The readings for today’s Mass were:
A reading from the Second Epistle of St. Paul to the Corinthians
Working together, then, we appeal to you not to receive the grace of God in vain. For he says: “In an acceptable time I heard you, and on the day of salvation I helped you.” Behold, now is a very acceptable time; behold, now is the day of salvation. We cause no one to stumble in anything, in order that no fault may be found with our ministry; on the contrary, in everything we commend ourselves as ministers of God, through much endurance, in afflictions, hardships, constraints, beatings, imprisonments, riots, labors, vigils, fasts; by purity, knowledge, patience, kindness, in a holy spirit, in unfeigned love, in truthful speech, in the power of God; with weapons of righteousness at the right and at the left; through glory and dishonor, insult and praise. We are treated as deceivers and yet are truthful; as unrecognized and yet acknowledged; as dying and behold we live; as chastised and yet not put to death; as sorrowful yet always rejoicing; as poor yet enriching many; as having nothing and yet possessing all things.

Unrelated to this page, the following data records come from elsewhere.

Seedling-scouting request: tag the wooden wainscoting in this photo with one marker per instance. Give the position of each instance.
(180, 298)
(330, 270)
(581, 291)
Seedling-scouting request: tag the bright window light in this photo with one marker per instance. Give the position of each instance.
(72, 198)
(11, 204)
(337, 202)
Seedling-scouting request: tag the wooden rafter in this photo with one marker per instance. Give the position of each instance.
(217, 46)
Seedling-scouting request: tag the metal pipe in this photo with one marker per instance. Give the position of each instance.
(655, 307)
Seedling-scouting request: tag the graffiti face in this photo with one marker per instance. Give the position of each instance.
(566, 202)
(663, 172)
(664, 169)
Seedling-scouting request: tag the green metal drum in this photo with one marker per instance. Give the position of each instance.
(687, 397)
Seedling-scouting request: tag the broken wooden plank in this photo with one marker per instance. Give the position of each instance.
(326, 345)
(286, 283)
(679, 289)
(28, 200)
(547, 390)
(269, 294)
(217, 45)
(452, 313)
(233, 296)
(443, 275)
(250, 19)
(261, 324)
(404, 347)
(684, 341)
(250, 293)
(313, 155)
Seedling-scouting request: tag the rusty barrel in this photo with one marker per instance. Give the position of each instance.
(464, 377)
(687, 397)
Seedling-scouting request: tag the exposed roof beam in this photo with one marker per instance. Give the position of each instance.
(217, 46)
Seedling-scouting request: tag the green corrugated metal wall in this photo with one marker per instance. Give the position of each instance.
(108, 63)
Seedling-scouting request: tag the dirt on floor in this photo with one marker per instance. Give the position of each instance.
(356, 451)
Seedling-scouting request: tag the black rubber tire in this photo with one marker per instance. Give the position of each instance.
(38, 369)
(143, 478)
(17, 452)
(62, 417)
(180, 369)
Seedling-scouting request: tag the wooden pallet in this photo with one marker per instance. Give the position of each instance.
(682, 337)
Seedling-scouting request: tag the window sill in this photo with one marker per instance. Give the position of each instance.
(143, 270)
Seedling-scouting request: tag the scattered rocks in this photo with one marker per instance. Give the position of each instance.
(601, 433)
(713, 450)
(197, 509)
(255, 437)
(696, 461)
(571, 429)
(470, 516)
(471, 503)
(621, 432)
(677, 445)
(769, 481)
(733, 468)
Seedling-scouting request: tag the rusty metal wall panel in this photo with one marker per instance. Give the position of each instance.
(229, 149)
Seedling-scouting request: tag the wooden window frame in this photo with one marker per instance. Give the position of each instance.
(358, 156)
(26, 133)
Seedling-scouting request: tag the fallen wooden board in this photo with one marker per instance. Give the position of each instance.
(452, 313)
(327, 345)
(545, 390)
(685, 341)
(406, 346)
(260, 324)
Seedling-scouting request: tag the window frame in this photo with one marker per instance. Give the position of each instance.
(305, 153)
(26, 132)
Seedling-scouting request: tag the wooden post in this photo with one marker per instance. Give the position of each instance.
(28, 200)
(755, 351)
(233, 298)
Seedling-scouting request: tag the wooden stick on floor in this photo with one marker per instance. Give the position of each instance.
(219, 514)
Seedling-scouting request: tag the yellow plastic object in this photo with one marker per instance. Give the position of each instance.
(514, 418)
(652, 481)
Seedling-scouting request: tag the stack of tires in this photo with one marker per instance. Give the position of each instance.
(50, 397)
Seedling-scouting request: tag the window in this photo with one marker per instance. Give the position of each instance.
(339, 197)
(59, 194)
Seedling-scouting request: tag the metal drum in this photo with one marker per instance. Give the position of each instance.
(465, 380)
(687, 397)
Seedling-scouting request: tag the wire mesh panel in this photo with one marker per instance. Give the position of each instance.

The continuation of the Gospel according to St. Matthew
Then Jesus was led by the Spirit into the desert to be tempted by the devil. He fasted for forty days and forty nights, and afterwards he was hungry. The tempter approached and said to him, “If you are the Son of God, command that these stones become loaves of bread.” He said in reply, “It is written: ‘One does not live by bread alone, but by every word that comes forth from the mouth of God.’” Then the devil took him to the holy city, and made him stand on the parapet of the temple, and said to him, “If you are the Son of God, throw yourself down. For it is written: ‘He will command his angels concerning you’ and ‘with their hands they will support you, lest you dash your foot against a stone.’” Jesus answered him, “Again it is written, ‘You shall not put the Lord, your God, to the test.’” Then the devil took him up to a very high mountain, and showed him all the kingdoms of the world in their magnificence, and he said to him, “All these I shall give to you, if you will prostrate yourself and worship me.” At this, Jesus said to him, “Get away, Satan! It is written: ‘The Lord, your God, shall you worship and him alone shall you serve.’” Then the devil left him and, behold, angels came and ministered to him.